Le présent compte rendu est fondé sur des données médicales présentées lors d'un congrès de médecine reconnu ou publiées dans une revue avec comité de lecture ou dans un commentaire signé par un professionnel de la santé reconnu. La matière abordée dans ce compte rendu s'adresse uniquement aux professionnels de la santé reconnus du Canada.

Le 47e Congrès intersciences sur les antimicrobiens et la chimiothérapie (ICAAC)

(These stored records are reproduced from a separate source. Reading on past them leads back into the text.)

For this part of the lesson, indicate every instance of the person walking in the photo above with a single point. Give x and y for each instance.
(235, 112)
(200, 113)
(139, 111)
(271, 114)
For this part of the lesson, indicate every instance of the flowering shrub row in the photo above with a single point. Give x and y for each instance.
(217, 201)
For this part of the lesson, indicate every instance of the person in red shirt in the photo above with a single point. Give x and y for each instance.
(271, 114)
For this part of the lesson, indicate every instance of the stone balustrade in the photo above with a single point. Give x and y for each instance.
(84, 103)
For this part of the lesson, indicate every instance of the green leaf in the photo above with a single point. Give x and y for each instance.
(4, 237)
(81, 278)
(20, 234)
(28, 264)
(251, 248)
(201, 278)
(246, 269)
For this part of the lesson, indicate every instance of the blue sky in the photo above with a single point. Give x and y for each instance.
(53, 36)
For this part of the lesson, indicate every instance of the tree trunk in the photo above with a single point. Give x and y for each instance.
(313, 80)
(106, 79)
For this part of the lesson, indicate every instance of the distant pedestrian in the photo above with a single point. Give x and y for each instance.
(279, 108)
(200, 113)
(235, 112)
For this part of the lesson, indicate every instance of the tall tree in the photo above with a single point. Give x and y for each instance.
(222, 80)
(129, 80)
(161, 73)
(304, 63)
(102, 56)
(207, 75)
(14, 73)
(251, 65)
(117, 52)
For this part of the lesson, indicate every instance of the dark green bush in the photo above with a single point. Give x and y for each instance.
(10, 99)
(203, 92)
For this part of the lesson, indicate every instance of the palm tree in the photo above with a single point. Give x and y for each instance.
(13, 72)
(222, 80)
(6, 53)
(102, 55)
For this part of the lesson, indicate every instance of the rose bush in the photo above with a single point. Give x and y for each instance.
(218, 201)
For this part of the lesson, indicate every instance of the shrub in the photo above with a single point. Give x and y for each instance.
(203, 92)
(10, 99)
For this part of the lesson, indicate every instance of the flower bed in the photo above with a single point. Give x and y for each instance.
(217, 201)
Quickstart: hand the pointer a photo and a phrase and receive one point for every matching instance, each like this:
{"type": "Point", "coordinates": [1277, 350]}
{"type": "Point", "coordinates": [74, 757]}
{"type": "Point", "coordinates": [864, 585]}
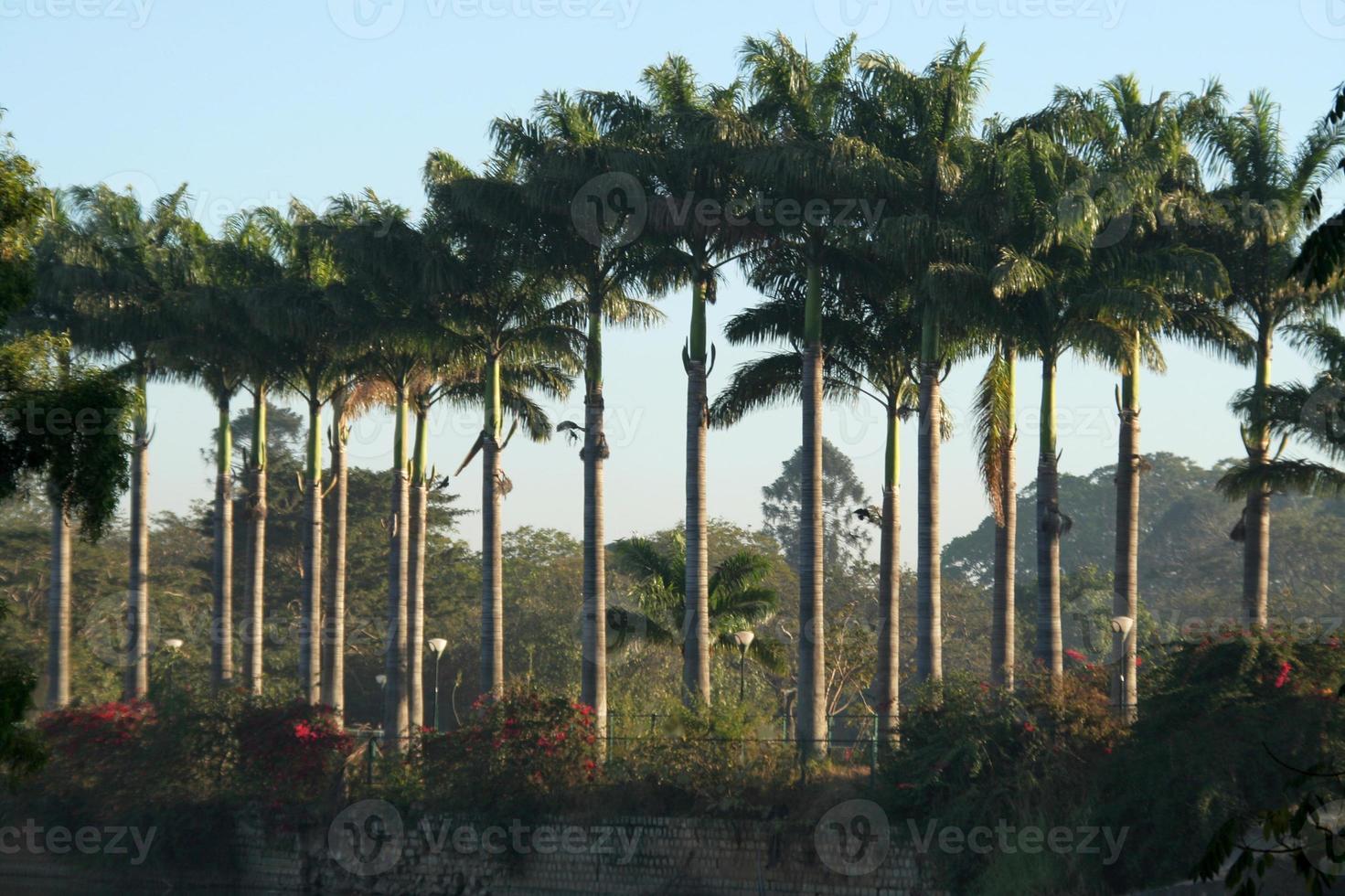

Chicago, Illinois / 17-20 septembre 2007

Depuis la fin des années 1990, les espèces de la famille des Enterobacteriaceae – surtout Escherichia coli – qui produisent de nouvelles bêtalactamases à spectre élargi (BLSE) sont incriminées dans les infections urinaires et, accessoirement, les septicémies d’origine extra-hospitalière. Parmi la dizaine de types distincts de BLSE, ces nouvelles BLSE – les souches d’E. coli porteuses de CTX-M – sont actuellement à l’origine d’une pandémie d’infections à E. coli multirésistant pour lesquelles nous avons peu d’options de traitement, surtout lorsque ces infections sont graves. Une étude canadienne a donc été conçue pour mesurer l’activité in vitro des carbapénems, de la tigécycline et d’autres antibiotiques contre des isolats cliniques d’E. coli porteurs de CTX-M (E. coli CTX-M) multirésistants.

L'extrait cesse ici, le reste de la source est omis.